Rotating to shore duty, Harris was assigned to Seattle, where he ran the Seattle Navy Exchange and ultimately mustered out for a government job in Washington, D.C. overseeing the resale program for commissaries and exchanges.
“It was very interesting work,” he said. “I was liaison between the services and between congressmen. So if you bought something like rotten eggs in the commissary and wrote your congressman how bad it was, I would have to research it and prepare the letter for the admiral to send back to Congress.”
Returning to Middlebury in the late 1960s the Harrises settled down to raise their family, eventually including children Kate, Charles, and Heather, find a farmhouse to live in, and open a business of their own. They investigated several options but were still looking for the right opportunity when in 1971, John spotted for-sale ad in The Wall Street Journal offering a retail furniture store located on a circa 1800 farm in Midcoast Maine.

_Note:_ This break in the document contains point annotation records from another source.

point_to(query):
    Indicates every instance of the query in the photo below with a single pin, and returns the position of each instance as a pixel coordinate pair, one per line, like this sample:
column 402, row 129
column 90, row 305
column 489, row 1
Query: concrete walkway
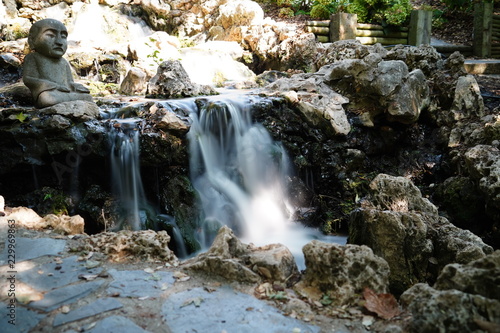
column 48, row 287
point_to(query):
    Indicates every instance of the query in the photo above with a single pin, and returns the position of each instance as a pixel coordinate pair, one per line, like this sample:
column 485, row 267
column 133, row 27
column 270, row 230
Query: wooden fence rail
column 345, row 26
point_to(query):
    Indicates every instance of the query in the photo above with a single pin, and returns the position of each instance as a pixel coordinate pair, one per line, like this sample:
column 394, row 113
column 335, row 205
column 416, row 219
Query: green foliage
column 320, row 12
column 389, row 12
column 459, row 5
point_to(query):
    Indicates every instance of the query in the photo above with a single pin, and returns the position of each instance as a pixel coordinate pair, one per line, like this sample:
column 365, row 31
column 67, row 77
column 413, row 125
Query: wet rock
column 134, row 82
column 125, row 244
column 478, row 277
column 449, row 310
column 342, row 271
column 317, row 103
column 229, row 258
column 172, row 81
column 468, row 100
column 75, row 110
column 68, row 225
column 392, row 89
column 405, row 229
column 483, row 163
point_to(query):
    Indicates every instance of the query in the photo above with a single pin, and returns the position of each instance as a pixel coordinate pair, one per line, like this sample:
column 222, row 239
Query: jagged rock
column 400, row 237
column 134, row 82
column 126, row 244
column 449, row 310
column 468, row 100
column 239, row 13
column 29, row 219
column 405, row 229
column 172, row 81
column 397, row 93
column 68, row 225
column 478, row 277
column 455, row 245
column 75, row 110
column 318, row 103
column 483, row 163
column 229, row 258
column 343, row 271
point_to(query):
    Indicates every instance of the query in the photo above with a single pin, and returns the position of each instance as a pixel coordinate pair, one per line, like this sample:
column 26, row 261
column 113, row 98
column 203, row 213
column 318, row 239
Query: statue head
column 49, row 38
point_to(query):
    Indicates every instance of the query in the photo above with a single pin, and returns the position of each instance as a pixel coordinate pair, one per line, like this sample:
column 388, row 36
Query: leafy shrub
column 320, row 12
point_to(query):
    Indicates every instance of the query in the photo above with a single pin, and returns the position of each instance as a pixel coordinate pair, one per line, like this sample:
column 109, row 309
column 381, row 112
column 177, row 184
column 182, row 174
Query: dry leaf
column 384, row 305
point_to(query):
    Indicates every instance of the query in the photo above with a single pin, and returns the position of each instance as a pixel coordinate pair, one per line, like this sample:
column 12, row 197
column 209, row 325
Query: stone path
column 55, row 292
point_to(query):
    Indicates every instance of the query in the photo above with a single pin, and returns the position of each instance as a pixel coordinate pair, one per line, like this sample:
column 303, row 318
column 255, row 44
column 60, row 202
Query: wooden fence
column 486, row 31
column 343, row 26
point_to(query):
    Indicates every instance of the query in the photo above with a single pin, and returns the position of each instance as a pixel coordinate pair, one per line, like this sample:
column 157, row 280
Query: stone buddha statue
column 45, row 72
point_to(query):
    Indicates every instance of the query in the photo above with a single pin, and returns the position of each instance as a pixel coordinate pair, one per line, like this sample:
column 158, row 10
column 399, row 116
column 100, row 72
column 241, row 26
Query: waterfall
column 239, row 173
column 125, row 171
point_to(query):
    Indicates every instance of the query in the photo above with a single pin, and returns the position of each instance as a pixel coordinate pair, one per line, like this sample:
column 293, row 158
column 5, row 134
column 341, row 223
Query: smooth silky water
column 239, row 172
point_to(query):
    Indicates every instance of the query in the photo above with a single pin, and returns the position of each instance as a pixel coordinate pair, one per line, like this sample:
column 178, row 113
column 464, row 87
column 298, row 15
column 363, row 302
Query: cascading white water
column 125, row 170
column 240, row 174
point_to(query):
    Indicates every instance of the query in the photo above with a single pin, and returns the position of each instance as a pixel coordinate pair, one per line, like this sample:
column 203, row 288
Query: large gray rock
column 75, row 110
column 316, row 101
column 387, row 85
column 229, row 258
column 405, row 229
column 483, row 163
column 343, row 271
column 478, row 277
column 172, row 81
column 449, row 310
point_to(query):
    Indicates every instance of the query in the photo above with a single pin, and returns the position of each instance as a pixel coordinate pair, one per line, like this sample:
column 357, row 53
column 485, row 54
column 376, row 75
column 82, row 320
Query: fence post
column 343, row 26
column 420, row 27
column 483, row 16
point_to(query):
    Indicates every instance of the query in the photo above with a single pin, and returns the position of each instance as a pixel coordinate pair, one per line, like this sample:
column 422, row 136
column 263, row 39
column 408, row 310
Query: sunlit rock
column 134, row 82
column 468, row 100
column 342, row 271
column 124, row 245
column 233, row 260
column 478, row 277
column 240, row 13
column 405, row 229
column 318, row 103
column 449, row 310
column 75, row 110
column 483, row 163
column 172, row 81
column 68, row 225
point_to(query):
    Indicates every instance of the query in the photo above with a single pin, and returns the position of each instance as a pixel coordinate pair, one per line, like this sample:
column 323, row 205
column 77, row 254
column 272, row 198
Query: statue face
column 51, row 40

Harris said he had been to Maine a couple times previously, but he knew very little about his future home.
“I said ‘Well, Maine does have lakes like Vermont,’” he said. “’It has ski areas like Vermont, and even this big salt water ditch that Vermont doesn’t have. Let’s go take a look.’

John Harriss automobile collection includes a Rio fire engine, believed to be the same one the classic rock band REO Speedwagon used as an inspiration for their name. Harris said he made several unsuccessful attempts to reach the band whenever they played in Bangor, hoping to arrange a reunion. (Sherwood Olin photo)
After visiting the business, then known as the Red Barn, the Harrises decided to buy and moved the family to Newcastle.
In 1977 they would change the name of the business to Country Farm Furniture and go on to open three more locations. Currently the only one that remains in operation is the Bath location, which the Harrises sold to their employees when they retired in 2004.
Looking back Harris chuckled at the thought the young couple put everything into finding the business they wanted, but they spent very little time considering the community they were moving into. In that respect, Harris said they lucked out.
“We couldn’t have picked a better community,” he said. “Good churches, good hospital, good schools, and it was cosmopolitan enough so we outsiders were accepted.”
A lifelong Republican, Harris dabbled in state politics, losing a race for the Maine Senate in 1996 and the Maine House of Representatives in 2000. He later chaired the Lincoln County Republican Committee. Harris said he never planned to enter politics, but he couldn’t refuse when then sitting state representative and future Maine Commissioner of Agriculture Bob Spear, R-Nobleboro, recruited him.
“Bob Spear came in when Koko and I were working in the store one day and he said ‘One of you is going to run for the Senate,’” Harris said.
Among the positives that came out of his political career was meeting legislative leaders in Augusta. That experience eventually translated into appointments to the Maine Real Estate Commission and later the Maine Board of Pharmacy.
“That was probably more rewarding being on those boards than fighting it out in the Legislature,” Harris said.
Now 86, he is a good health although he suffered a serious bout with COVID as couple years ago that laid him low. Currently, Harris regularly volunteers to provide hospice care and he is extremely active as a trustee of the Owls Head Transportation Museum and with the Stanley Museum in Kingfield, where he has a steam car in display.
“If I was to map something out, I don’t think I could have mapped out a better path to have the experiences and the friends I have, being involved with the Owls Head museum; the Stanley Museum,” Harris said. “I mean Jim Rockefeller, one of the founders of the (Owls Head) museum, very active until the last couple of years, died this year. It was his 98th birthday. I think I emailed him, congratulating him: ‘Happy birthday.’ He emailed back to me, still very sharp of mind. ‘Thank you, John’ and died the next day. What more can we ask for?”